Beaucoup de romanciers semblent obsédés par les problèmes de la mémoire. Vladimir Nabokov avait, comme ses parents, une très bonne mémoire et il s’en est servi tout au long de son œuvre, racontant sans cesse ses souvenirs : « M’appliquer à me rappeler de façon vive et nette une part du passé, c’est à quoi j’ai pris toute ma vie un extrême plaisir. » Patrick Modiano ne parvient pas à se débarrasser de souvenirs fantasmés de la période de la guerre et de l’Occupation, liés à la vie trouble de son père, juif mais probablement collaborateur.
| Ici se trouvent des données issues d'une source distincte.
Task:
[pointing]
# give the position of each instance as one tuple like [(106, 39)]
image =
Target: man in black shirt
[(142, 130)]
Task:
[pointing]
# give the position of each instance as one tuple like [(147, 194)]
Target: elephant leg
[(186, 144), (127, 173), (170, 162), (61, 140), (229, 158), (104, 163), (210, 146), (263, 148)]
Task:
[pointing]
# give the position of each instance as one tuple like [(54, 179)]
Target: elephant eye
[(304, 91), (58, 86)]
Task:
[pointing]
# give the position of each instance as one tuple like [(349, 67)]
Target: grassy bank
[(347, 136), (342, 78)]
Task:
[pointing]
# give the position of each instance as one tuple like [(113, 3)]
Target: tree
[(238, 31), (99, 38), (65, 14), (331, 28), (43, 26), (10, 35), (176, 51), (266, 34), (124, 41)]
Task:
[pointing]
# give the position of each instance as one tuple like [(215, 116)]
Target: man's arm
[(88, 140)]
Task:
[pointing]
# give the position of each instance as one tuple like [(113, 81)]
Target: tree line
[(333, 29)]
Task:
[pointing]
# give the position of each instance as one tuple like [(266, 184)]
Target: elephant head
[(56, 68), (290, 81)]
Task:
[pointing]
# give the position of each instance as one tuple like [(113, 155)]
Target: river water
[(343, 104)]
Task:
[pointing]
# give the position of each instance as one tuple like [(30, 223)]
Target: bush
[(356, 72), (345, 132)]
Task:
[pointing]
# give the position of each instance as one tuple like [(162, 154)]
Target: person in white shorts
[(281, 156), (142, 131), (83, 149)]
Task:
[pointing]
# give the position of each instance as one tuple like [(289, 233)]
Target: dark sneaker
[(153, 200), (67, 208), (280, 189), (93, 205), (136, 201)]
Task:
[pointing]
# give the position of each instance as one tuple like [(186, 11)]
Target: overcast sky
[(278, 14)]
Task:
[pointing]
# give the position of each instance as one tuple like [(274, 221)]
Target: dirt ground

Georges Perec, orphelin, « se vit comme un enfant perdu, sans repère dans le temps et dans l’espace » et n’a plus de mémoire de son enfance, comme le dit Claude Burgelin. Il lui fallut tout reconstruire et, ce faisant, il devint un obsédé de la mémoire, notant, apprenant et transcrivant tout. Il n’écrit que pour écrire son histoire, et il souffre car cette histoire est forcément incomplète. Il cherche à surmonter la souffrance de ne rien savoir de la mort de sa mère, assassinée à Auschwitz. Il tente d’en rendre la présence dans cet étrange livre W ou le souvenir d’enfance, où un enfant juif de treize ans invente l’histoire d’un lieu énigmatique. Il y écrit : «Cette absence d’histoire m’a longtemps rassuré […] Une autre histoire, la Grande, l’Histoire avec sa grande hache, avait déjà répondu à ma place, la guerre, les camps. » L’écriture rejoint d’une certaine façon le mythe, dans la mesure où elle se situe hors du temps et où elle nous renvoie à un moment primordial, dans un acte créateur qui défie à la fois le temps et la mort, qui se calque sur le temps intemporel du mythe, comme le dit Gilbert Durand : « L’intention même de toute ecnture est de commémorer, de fixer dans une poignante éternité ce que le temps et la vie qui passe dégradent. C’est peut-être de ce besoin transcendant d’éterniser qu’est née chez l’homme la première écriture. » Lorsque le poète parle de sa dulcinée, il l’arrache au néant du temps. Écrire, c’est créer un temps hors de celui de la vie ordinaire, c’est fabriquer une forme d’immortalité pour les personnages du poème ou du roman. Pour Paul Valéry, le poème est un refuge absolu, « objet dégagé du temps ». C’est là, certainement, l’un des motifs qui poussent tant d’auteurs a écrire, le rêve de se perpétuer au travers d’une œuvre, même si elle n’est connue que de quelques-uns.